次に真珠市場における流通量の構造変化が挙げられます。日本産あこや真珠の品質の高さが海外でも評価されるなか、求めたい消費者の急激な増加に伴い、国内外の卸売業者・バイヤーによる積極的な買い付けが市場原理において販売価格を上昇させ、さらなる価値を上げるために売り惜しみもすすみ、従来の真珠市場における流通量の構造が変化し相場を押し上げていると言われています。
そして、国内における高値の入札やインバウンドによる積極的な購買行動も、価格高騰の要因としてさらなる拍車をかけています。需要増・供給減による国内養殖産地での入札価格の高騰が販売価格も上昇させ、国内消費者が手が届かない一方で世界的な日本産真珠の人気や需要を背景に、円安による海外観光客の積極的な購買行動もあり、価格が下がらない傾向にあります。
最後に、世界最大のマーケット中国での真珠ブームです。
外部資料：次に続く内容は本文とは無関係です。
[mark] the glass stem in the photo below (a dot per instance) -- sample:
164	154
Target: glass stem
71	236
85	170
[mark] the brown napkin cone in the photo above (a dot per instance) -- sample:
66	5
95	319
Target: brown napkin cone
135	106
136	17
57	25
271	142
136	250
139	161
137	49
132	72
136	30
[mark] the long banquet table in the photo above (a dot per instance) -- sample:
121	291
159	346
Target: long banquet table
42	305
近年中国では、習近平国家主席の妻・彭麗媛夫人や、人気女優や有名人が日本産の真珠を着用したこともあり人気に火がつき、真珠は日本の水産物ではありますが福島第一原発の処理水放出における中国政府の輸入全面停止措置の影響は受けていないため、中国人バイヤーによる大量の買い付けが行われており、希少価値が高まっております。
また、昨今は中国以外のヨーロッパやアメリカの購買客も増えており、このようなマーケットにおける需要と供給のバランスの崩れから価格が高騰し続けているのが実情です。
今後の真珠(パール)価格の動向
冒頭でお話しさせていただいた通り、国内産真珠は日本の重要な水産物であり輸出品です。生産量が減少傾向にあるなか、日本政府も手をこまねいているわけではございません。農林水産省は真珠の輸出拡大に向け取り組みを強化しており、品質を担保し適正な取引が可能になるようBtoBの展示商談会など対策を打ち出しています。
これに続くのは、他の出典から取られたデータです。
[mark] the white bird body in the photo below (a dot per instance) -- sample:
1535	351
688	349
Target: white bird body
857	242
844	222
とはいえ、国内の真珠価格が今後どのように推移していくかは、専門家の中でも意見が分かれています。価格動向のポイントになるのが、世界最大のマーケット中国の需要、アコヤガイの生存率を上げる対策、そして養殖業者の後継者不足問題などに注目することが大切になります。以上のようなことが改善できれば近い将来、国内真珠は適正価格に戻るかもしれません。いまだ不透明な真珠価格ですが、お手元にある真珠の価格が気になる方は、売る売らないは別として一度買取査定にお願いしてみるのも良いでしょう。